Book Review: Nobody’s Child by Libby Fischer Hellmann
I promised Libby Hellmann a book review in exchange for a free download of an ARC. It’s taken me far too long to make good on my promise, for which I apologize to Libby.
This is the fourth book in the Georgia West series, of which I have not read the first three. So, this was my introduction to the lady, and I must say I’m very glad we met. It’s quite a complex story, but then, when should hardly expect anything else from such a complex character. Although there are times when I find Georgia irritating, it’s the kind of irritating when experiences with a really good friend who happens to have a number of personality quirks that seem to always be getting in their way.

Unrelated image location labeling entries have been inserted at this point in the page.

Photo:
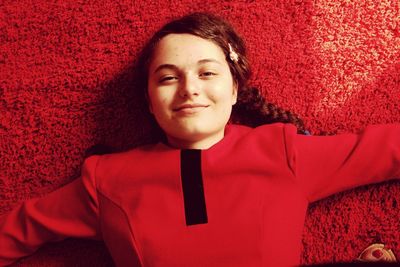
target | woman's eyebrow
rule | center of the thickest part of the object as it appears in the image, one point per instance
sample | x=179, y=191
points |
x=174, y=67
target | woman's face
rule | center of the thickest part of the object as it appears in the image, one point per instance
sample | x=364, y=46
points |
x=191, y=90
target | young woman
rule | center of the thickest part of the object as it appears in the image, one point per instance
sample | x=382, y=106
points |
x=210, y=193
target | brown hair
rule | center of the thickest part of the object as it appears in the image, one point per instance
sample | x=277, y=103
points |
x=251, y=108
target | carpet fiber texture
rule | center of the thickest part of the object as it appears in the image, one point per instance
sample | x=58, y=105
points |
x=66, y=84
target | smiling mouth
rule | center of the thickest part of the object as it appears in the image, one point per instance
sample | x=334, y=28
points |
x=190, y=108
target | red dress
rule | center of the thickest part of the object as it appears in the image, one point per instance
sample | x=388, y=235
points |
x=247, y=208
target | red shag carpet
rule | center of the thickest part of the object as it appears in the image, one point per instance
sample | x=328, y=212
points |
x=66, y=84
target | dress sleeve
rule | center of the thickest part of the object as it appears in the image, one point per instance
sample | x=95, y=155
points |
x=324, y=165
x=71, y=211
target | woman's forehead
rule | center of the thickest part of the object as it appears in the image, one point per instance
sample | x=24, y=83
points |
x=185, y=48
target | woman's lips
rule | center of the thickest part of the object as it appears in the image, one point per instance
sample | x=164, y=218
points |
x=190, y=108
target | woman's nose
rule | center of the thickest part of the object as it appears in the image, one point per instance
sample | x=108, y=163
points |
x=189, y=86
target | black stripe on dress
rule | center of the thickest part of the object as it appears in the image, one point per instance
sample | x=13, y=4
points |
x=192, y=185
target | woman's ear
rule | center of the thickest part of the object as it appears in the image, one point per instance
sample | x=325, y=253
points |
x=234, y=92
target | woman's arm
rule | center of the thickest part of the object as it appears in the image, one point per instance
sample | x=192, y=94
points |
x=71, y=211
x=324, y=165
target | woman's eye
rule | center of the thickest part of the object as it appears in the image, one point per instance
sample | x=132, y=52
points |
x=207, y=74
x=167, y=78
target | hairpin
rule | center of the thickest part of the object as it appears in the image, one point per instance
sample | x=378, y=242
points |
x=232, y=54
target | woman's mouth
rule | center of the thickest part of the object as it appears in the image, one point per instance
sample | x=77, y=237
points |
x=190, y=108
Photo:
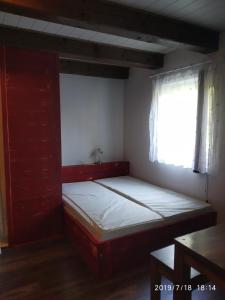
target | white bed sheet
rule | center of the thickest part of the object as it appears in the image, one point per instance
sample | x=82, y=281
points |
x=104, y=213
x=168, y=204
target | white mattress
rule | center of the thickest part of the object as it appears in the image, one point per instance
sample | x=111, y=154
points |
x=104, y=213
x=168, y=204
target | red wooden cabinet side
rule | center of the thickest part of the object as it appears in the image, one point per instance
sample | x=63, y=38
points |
x=31, y=110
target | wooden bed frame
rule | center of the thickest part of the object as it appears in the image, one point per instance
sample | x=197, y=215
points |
x=108, y=258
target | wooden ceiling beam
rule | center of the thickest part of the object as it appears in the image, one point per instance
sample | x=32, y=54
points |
x=79, y=49
x=90, y=69
x=108, y=17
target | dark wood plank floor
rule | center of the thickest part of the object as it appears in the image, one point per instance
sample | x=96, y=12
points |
x=53, y=271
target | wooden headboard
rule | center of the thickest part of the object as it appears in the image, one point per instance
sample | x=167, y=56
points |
x=78, y=173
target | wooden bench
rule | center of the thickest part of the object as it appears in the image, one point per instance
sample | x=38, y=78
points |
x=162, y=264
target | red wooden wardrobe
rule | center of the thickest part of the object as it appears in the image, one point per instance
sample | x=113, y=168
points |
x=32, y=149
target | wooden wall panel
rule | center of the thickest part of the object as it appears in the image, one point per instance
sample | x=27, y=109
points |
x=32, y=135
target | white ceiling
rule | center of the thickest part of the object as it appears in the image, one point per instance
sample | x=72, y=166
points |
x=208, y=13
x=72, y=32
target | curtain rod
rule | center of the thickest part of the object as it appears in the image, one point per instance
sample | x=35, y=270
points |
x=179, y=69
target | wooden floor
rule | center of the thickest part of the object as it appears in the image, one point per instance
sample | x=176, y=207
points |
x=53, y=271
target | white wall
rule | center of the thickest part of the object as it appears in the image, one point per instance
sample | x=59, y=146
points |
x=137, y=107
x=92, y=112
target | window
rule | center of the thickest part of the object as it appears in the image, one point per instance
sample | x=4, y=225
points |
x=173, y=119
x=180, y=120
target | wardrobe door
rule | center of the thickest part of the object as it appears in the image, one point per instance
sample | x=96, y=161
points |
x=32, y=142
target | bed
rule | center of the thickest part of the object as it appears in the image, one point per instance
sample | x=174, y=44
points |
x=115, y=220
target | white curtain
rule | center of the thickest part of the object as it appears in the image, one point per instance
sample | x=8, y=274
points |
x=172, y=121
x=189, y=132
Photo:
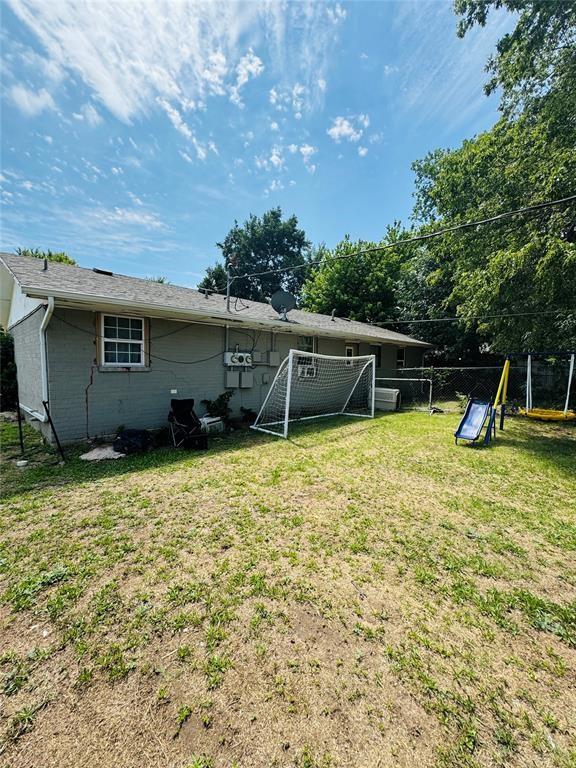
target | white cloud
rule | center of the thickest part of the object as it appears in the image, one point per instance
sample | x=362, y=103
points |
x=125, y=216
x=336, y=14
x=31, y=103
x=89, y=114
x=176, y=119
x=348, y=128
x=296, y=98
x=276, y=159
x=307, y=151
x=130, y=54
x=249, y=66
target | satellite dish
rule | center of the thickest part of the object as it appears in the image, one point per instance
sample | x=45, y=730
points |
x=282, y=302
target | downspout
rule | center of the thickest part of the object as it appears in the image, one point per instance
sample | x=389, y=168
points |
x=43, y=417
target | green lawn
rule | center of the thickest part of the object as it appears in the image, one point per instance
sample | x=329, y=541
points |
x=366, y=594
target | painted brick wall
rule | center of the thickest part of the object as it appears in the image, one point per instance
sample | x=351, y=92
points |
x=27, y=354
x=88, y=400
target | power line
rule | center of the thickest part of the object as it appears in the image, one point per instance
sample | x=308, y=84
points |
x=390, y=321
x=415, y=238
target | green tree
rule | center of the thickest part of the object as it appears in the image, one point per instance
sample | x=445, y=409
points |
x=517, y=266
x=521, y=265
x=535, y=64
x=215, y=279
x=37, y=253
x=262, y=244
x=361, y=287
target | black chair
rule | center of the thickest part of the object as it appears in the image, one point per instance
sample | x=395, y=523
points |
x=185, y=426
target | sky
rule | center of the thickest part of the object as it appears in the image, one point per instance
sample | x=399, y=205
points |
x=135, y=133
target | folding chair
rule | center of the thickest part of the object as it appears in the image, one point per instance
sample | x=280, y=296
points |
x=185, y=426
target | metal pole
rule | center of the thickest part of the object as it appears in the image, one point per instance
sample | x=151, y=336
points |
x=20, y=433
x=373, y=384
x=288, y=390
x=571, y=373
x=45, y=404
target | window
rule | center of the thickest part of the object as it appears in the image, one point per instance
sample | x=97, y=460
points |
x=351, y=351
x=306, y=343
x=122, y=340
x=306, y=365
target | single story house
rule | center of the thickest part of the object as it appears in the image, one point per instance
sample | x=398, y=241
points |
x=106, y=350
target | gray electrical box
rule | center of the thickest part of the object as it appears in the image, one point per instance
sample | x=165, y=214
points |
x=232, y=379
x=273, y=358
x=246, y=379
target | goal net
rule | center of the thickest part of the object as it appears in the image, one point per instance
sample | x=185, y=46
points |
x=311, y=386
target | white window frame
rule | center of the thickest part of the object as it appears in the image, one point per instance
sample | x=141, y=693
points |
x=141, y=342
x=377, y=354
x=353, y=348
x=306, y=369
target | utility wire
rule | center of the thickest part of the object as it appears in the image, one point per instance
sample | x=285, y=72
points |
x=416, y=238
x=390, y=320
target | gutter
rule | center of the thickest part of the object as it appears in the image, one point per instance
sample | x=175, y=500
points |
x=43, y=417
x=222, y=317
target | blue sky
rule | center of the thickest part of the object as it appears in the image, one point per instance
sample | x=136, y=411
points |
x=135, y=133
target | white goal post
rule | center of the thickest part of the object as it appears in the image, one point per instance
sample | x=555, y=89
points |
x=312, y=386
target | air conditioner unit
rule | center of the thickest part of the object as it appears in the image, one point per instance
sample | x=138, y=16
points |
x=386, y=399
x=307, y=371
x=237, y=358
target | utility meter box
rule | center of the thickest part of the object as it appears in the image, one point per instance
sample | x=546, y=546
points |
x=232, y=379
x=238, y=358
x=246, y=379
x=273, y=358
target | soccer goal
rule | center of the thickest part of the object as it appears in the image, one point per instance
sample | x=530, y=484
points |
x=311, y=386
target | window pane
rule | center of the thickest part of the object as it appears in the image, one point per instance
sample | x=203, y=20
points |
x=306, y=343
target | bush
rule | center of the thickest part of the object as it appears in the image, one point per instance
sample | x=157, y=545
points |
x=219, y=406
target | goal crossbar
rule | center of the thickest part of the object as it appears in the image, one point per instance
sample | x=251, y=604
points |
x=311, y=386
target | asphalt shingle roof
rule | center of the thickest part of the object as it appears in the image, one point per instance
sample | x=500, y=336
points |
x=66, y=281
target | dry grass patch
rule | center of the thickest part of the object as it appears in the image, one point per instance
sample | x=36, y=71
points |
x=365, y=594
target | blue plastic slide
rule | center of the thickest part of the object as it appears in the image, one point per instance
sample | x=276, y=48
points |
x=472, y=423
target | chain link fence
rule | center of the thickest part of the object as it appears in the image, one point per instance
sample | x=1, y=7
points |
x=448, y=389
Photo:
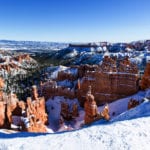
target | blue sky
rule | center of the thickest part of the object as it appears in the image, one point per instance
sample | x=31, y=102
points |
x=75, y=20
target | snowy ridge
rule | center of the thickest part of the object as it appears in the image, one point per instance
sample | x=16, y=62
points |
x=127, y=134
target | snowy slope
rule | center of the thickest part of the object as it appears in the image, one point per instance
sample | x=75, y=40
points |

In Georgia’s case, the biggest quirk is the all-two-common one of not trusting other people to do things the way we think they should be done.
Briefly, this novel is something of a story within a story within a story in which a number of apparently disparate situations and issues are discovered to be not as disparate as they looked at first glance. Complicating them is Georgia’s receipt of a note purporting to be from a sister she never knew she had. When a DNA test of a spot of blood found on the paper indicates that it did, in fact, come from someone very closely related to her, Georgia is determined to track down this young woman calling to her for help.
What ensues is guaranteed to keep you reading… And reading… And reading. In fact, anyone who, like me, tends to lack any sense of self-discipline when it comes to reading had better just set aside a day or three to get through this book, because you are not going to want to put it down. It is a complex and engrossing story of fascinating characters involved in dangerous situations that will keep you turning pages until you reach the end. My only nitpick was that it was sometimes difficult to keep track of the chronology, as sometimes days and even weeks would pass without that passage of time being quite as clear as they could have been. However, as I said, it’s a nitpick, and it wasn’t a sufficiently noticeable issue to be more than irksome.
So, but this book on your must-buy list, even if you haven’t read the earlier books in the series. Trust me, this is not only a perfectly fine place to start, but it’s guaranteed when you’re done, you’ll want to go back and read the first three, if you haven’t already done so.